Anyway, for more power, I would prefer to invest in a CUDA based GPU (see http://developer.nvidia.com/cuda/cuda-gpus)
by melajara
Besides, from this source:
http://vr-zone.com/articles/large-supercomputers-to-speed-up-100-pflops-in-2014-1-exaflop-by-2017-/16018.html
One can read that the upcoming Intel Haswell CPU
“will incorporate fused multiply add (FMA) instructions, allowing for up to 16 double precision on 32 single precision FP ops per core per cycle. On a, say, 10 core Haswell-EP Xeon (or similar Core iXX desktop variant) at 3.2 GHz, that would give you 500 GFLOPs in double precision, or whole round 1 TFLOPs in single precision FP peak performance. Haswell EP processors should be available by early 2014″.
by Gustavo
The difference is that you didn’t pay $99 for your i7 computer :)
by John
Probably the difference, besides price, is that you can’t stack your laptops into one big machine easily, as you can with these things. I hope my understanding is correct.
by Marcos Marin
Not “in business” yet but now we are at least talking. I predict this will pass quickly through our commune’s senate, i.e. Kickstarter ;-)
by Mario Calderon
I’m a long time lurker and a first time poster. Hi, all. :)
This is incredible news, but I do have one point of clarification:
By the nature of Kickstarter, a pledge does not “guarantee” anything. Anyone who pledges should think of themselves as angel investors; there’s always a chance with all Kickstarter projects that backers will get a big, fat empty set for their money. It seems unlikely, but there’s always the chance.
Having said that, I’ll be backing this project; thanks for bringing it to my attention!
by Editor
Hi, Mario, and welcome. Yes, mileage may vary…. Let us know how it works out?
by Marcos Marin
Those ‘guarantees’ are made by the project owners, thus, by definition, under this assumption.
Welcome.
by GatorALLin
@Mario… Yes, to be clear Kickstarter is a pledge and NOT a guarantee… You can however tell a lot about a KS project by who is doing it, what experience they have on past accomplishments, etc. I have myself pledged or involved with over 80 Kickstarter projects and not been disappointed once…yet. I love that it gives an opportunity to make things happen that would have never been possible without prefunding… or the viral marketing that is often required for them to meet their financial goals. In a way their project is about ME…. without me it likely would have not happened… or sot it is fun to think so. Sure some of the projects would have been done anyhow… but some of them need the crowd sourcing to make them happen. Angle investor is a great term…. just multiply that by a thousand or more… Thanks for believing in that project… I hope to see your cool idea up on Kickstarter.com project… what if we all had an idea that would change the world…. Just saying…

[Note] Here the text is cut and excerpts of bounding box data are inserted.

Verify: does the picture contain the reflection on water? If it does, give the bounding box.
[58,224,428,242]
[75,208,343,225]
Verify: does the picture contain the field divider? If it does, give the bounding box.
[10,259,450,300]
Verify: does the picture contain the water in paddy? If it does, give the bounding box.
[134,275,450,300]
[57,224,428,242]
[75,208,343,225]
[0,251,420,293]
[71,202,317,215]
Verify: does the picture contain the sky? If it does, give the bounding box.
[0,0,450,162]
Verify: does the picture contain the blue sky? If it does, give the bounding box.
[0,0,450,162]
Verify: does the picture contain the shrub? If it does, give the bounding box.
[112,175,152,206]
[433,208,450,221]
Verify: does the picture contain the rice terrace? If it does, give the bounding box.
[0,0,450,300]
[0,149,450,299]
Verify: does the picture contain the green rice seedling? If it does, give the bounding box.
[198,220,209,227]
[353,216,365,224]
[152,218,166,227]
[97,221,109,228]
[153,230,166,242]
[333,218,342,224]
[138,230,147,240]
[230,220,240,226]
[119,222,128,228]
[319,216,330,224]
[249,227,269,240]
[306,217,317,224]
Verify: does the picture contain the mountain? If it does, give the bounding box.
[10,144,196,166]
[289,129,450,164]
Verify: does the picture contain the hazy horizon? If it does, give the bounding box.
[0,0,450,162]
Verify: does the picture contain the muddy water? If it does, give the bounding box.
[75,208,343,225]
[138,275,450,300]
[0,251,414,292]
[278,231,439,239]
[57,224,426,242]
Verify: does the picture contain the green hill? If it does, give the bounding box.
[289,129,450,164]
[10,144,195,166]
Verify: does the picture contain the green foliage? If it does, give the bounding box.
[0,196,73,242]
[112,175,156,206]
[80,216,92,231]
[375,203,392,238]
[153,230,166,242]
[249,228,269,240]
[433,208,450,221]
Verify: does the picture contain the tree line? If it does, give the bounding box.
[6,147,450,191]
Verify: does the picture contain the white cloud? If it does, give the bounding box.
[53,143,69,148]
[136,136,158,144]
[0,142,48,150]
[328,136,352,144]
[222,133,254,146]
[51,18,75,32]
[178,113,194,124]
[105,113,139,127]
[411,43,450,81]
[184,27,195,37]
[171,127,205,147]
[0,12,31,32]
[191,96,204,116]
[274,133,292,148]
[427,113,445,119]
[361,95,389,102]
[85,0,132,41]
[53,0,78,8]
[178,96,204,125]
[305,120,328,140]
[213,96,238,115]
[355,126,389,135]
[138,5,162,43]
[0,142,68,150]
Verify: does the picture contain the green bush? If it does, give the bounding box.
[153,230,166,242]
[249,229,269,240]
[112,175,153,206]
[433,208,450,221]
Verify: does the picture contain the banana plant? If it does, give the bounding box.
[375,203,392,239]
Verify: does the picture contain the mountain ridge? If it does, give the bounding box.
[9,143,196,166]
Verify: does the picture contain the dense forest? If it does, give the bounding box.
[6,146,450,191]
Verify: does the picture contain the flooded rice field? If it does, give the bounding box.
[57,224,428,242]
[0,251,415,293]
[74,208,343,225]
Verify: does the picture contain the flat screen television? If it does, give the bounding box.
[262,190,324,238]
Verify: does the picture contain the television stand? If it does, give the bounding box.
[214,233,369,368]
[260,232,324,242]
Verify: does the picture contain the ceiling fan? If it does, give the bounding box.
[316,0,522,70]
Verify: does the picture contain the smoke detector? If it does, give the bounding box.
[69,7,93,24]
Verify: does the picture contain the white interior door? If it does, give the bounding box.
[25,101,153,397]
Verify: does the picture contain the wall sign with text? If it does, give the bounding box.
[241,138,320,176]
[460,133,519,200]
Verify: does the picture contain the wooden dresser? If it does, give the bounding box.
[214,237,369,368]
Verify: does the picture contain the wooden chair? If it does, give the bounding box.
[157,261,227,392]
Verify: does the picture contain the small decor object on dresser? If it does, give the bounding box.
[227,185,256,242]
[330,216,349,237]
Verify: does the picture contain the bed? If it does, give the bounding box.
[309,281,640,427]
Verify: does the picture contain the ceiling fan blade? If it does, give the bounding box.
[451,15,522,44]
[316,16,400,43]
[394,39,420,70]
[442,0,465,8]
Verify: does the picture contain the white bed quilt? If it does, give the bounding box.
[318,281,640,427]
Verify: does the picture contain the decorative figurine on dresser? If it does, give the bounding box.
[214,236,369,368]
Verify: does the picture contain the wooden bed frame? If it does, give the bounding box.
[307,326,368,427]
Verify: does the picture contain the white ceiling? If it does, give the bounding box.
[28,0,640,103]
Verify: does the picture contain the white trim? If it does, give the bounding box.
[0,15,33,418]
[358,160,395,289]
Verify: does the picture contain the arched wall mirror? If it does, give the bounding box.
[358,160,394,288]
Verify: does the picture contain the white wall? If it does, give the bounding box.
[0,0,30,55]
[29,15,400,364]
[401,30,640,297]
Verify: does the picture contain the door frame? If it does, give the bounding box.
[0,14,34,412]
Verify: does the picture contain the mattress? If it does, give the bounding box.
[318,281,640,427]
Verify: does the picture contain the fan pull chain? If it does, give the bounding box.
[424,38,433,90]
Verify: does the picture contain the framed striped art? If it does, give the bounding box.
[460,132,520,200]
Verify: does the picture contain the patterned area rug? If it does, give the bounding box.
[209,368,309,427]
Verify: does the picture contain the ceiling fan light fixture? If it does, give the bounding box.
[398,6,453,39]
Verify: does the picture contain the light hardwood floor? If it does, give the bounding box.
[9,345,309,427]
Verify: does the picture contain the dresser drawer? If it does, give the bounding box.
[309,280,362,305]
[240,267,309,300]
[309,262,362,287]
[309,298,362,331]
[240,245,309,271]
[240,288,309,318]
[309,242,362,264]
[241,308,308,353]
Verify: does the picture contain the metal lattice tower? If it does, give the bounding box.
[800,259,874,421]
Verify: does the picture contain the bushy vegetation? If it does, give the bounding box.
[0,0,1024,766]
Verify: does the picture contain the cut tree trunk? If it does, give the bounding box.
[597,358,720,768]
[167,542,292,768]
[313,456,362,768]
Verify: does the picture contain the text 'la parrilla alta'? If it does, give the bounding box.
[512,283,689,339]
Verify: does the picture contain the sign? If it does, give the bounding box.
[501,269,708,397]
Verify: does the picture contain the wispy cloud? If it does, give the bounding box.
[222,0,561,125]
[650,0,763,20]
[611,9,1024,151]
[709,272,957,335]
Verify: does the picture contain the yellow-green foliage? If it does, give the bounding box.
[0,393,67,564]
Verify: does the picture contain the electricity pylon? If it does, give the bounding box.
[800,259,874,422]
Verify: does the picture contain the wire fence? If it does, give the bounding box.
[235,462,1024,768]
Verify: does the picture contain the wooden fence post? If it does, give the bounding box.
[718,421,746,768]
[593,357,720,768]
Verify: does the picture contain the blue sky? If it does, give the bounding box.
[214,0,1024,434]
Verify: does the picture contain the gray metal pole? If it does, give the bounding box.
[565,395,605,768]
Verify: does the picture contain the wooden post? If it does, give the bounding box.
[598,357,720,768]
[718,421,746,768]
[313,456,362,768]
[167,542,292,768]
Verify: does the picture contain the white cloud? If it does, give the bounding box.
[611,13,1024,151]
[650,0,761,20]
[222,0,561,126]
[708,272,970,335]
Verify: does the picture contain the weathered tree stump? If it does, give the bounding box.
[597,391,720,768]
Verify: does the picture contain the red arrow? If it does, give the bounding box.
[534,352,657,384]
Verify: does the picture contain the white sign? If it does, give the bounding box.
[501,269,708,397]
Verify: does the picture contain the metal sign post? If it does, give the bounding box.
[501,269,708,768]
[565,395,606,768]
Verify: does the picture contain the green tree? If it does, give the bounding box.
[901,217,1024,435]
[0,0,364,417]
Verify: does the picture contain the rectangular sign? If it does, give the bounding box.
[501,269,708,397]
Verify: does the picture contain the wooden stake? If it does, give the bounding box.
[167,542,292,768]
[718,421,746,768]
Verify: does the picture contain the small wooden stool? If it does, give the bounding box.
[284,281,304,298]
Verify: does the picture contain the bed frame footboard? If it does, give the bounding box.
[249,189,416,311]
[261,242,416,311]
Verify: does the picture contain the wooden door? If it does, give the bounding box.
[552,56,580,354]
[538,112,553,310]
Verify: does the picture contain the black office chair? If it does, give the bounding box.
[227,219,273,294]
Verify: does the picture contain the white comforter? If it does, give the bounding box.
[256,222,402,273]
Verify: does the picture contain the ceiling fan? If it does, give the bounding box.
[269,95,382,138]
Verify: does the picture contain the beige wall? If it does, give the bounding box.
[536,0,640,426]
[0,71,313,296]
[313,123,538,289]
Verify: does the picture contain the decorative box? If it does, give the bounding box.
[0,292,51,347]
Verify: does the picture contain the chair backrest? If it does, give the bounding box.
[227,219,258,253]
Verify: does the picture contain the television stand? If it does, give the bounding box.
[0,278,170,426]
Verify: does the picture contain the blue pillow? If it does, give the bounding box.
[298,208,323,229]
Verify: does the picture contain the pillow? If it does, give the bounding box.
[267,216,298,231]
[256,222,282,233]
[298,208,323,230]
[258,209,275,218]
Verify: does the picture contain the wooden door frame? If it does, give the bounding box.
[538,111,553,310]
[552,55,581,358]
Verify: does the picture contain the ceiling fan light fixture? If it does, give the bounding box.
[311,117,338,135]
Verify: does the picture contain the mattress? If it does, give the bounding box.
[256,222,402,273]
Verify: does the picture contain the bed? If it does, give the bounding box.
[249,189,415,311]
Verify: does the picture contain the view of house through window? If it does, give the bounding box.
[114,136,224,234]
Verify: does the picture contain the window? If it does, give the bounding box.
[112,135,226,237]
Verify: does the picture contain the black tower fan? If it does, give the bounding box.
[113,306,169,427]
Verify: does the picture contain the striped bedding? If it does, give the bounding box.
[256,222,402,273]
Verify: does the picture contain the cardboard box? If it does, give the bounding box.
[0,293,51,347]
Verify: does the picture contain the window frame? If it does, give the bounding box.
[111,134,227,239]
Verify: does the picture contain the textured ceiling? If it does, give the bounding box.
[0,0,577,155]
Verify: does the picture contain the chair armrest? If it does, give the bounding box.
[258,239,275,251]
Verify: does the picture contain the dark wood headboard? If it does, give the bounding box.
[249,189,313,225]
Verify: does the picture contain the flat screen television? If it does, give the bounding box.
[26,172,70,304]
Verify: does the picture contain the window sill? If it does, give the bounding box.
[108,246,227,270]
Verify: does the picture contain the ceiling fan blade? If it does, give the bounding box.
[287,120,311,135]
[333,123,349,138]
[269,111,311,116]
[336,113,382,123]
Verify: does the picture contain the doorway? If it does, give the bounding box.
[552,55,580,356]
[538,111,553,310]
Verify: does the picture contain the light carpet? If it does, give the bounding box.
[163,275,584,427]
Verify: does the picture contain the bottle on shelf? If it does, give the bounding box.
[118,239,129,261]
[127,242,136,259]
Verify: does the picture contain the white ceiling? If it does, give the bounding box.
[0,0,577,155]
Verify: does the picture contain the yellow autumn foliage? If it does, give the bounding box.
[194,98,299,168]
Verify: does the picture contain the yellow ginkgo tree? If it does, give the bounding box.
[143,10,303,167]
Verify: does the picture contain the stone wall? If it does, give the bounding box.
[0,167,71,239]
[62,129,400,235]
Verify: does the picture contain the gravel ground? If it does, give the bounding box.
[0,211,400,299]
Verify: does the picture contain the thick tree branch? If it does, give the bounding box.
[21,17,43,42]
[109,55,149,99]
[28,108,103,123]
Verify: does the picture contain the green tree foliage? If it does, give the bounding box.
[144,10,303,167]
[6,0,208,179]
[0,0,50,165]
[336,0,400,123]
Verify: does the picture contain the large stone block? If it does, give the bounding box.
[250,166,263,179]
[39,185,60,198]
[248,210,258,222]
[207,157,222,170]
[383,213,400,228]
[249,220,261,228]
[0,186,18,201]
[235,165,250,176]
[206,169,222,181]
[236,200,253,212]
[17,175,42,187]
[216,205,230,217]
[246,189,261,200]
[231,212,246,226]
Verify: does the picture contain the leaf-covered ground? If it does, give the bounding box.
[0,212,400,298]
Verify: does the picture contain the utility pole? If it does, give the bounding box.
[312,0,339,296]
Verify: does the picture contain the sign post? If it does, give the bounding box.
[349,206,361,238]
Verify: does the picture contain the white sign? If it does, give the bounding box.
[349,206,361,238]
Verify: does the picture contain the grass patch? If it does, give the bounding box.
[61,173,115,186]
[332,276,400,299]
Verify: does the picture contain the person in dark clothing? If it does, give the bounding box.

http://www.kickstarter.com/profile/326187434
by tim the realist
with the advertized price and performance per watt many robotic applications come to mind. It’s all about the software :)
by Dan
This is awesome, people might not realize how big a step forward this is by making this system open source but it is huge
by Gorden Russell
Say, Dan, would “13GHz and 26 gigaflops performance” be enough to control a robot that could do real work?
by snake0
Just my 2c but the limiting factor in such a robot would be sensor and motor quality, not the raw CPU power.